Espacio en el cementerio de Montjuïc dedicado a la inhumación de urnas biodegradables.  / RICARD CUGAT

Noviembre es palabra larga, casi tanto como melancolía. Noviembre es oficio de tinieblas, réquiem, ceniza. Y fue este noviembre, muy al principio, cuando la Iglesia nos reprendió -amonestó, quizá sea la palabra- por el trato que recibían, en ocasiones, las cenizas de nuestros deudos.

Leí hace poco que un hombre, en uno de los entreactos de la ópera 'Guillermo Tell', en el MET de Nueva York, se acercó sigilosamente al foso de la orquesta y esparció allí, en un rincón, las cenizas de su difunto compañero. Las cenizas, lejos de quedarse quietas, volaron por encima de músicos e instrumentos. Lo que se pretendía discreto resultó mayúsculo: la representación se suspendió y hubo escandalosa presencia de bomberos y policías.

Un espectador,  en el MET de Nueva York, se acercó al foso de la orquesta y esparció las cenizas de su difunto compañero

El final de las cenizas no es, algunas veces, por caprichos del destino, el dispuesto en un principio. Recuerdo ahora un suceso que se cuenta, de manera recurrente, en los mentideros de mi oficio.
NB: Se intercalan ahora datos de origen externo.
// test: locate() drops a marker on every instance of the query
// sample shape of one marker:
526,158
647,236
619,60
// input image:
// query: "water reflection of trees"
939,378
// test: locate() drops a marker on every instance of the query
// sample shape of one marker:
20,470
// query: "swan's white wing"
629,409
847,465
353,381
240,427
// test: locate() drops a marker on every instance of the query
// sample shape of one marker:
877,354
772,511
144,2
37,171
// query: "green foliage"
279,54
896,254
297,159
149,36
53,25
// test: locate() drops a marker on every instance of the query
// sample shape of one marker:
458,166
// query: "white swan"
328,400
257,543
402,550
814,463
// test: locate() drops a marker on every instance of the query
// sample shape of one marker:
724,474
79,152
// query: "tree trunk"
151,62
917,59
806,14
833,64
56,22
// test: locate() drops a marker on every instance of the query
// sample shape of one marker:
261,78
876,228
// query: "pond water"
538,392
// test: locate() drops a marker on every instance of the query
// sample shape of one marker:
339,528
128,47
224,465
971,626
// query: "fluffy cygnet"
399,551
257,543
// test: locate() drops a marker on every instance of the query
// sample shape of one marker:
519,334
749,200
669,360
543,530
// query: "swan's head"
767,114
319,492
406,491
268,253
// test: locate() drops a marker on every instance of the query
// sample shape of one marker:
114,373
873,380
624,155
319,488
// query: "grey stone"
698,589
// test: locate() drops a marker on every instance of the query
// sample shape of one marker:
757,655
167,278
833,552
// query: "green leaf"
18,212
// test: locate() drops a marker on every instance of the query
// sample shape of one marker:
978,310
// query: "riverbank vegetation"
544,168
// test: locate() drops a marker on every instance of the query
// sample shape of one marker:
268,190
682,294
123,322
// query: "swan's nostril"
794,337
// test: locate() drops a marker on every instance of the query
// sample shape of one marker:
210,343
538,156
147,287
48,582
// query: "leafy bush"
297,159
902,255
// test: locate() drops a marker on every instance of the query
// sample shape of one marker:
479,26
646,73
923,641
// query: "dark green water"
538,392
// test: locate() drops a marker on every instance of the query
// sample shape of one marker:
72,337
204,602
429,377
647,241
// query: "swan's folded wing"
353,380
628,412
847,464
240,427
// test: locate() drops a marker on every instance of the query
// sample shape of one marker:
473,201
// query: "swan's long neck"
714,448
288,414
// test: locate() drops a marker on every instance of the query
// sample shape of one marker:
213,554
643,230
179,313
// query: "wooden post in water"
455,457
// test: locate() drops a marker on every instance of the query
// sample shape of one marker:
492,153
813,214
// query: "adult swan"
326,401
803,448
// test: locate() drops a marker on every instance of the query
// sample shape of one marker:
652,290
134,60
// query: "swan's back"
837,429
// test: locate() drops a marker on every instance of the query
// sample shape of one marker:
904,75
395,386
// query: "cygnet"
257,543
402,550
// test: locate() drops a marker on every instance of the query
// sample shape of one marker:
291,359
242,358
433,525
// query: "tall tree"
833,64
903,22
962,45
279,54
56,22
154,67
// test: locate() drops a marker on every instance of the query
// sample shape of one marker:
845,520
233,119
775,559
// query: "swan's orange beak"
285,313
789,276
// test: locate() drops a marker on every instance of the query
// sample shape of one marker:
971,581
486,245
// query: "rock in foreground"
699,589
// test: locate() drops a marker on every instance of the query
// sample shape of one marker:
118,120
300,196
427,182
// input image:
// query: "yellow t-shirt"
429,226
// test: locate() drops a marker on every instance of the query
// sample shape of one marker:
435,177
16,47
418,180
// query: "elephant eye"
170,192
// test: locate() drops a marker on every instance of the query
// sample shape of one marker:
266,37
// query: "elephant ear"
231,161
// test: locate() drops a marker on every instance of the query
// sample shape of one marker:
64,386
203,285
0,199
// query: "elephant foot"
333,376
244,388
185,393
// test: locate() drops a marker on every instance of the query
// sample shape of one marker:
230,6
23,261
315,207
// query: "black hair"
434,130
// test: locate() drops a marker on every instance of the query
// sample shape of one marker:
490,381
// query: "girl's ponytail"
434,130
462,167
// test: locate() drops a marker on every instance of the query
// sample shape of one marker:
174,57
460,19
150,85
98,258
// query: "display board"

Años 50, plena posguerra. Familia de cómicos, numerosa y con escasos recursos, recibe ayuda puntual de parientes en el exilio. En períodos regulares, una vez al mes, llega un paquete con alimentos: latas, legumbres, leche en polvo, chocolate, algún medicamento. Mezclado con esto, en uno de los envíos, llega un frasco de cristal que contiene un polvo pardusco. Ninguna etiqueta, ningún prospecto. La madre de familia lo cree un reconstituyente y lo distribuye a cucharadas en el café de la mañana y la sopa del mediodía. El frasco se agota en seis desayunos y siete comidas. Al cabo de una semana llega una carta de México. Mediada la lectura, la madre grita horrorizada: "!Niños, nos hemos comido al abuelo!".

El destino quiso que la misiva que anunciaba el envío de las cenizas, cumpliendo el deseo de quien quería descansar en el nicho familiar, llegara con retraso. Lo peor no es pensar en lo que de canibalismo puede tener la historia; lo peor es darse cuenta de donde terminaron realmente las cenizas.

Y es que, no somos nadie. O mejor, dicho en corto, somos nada.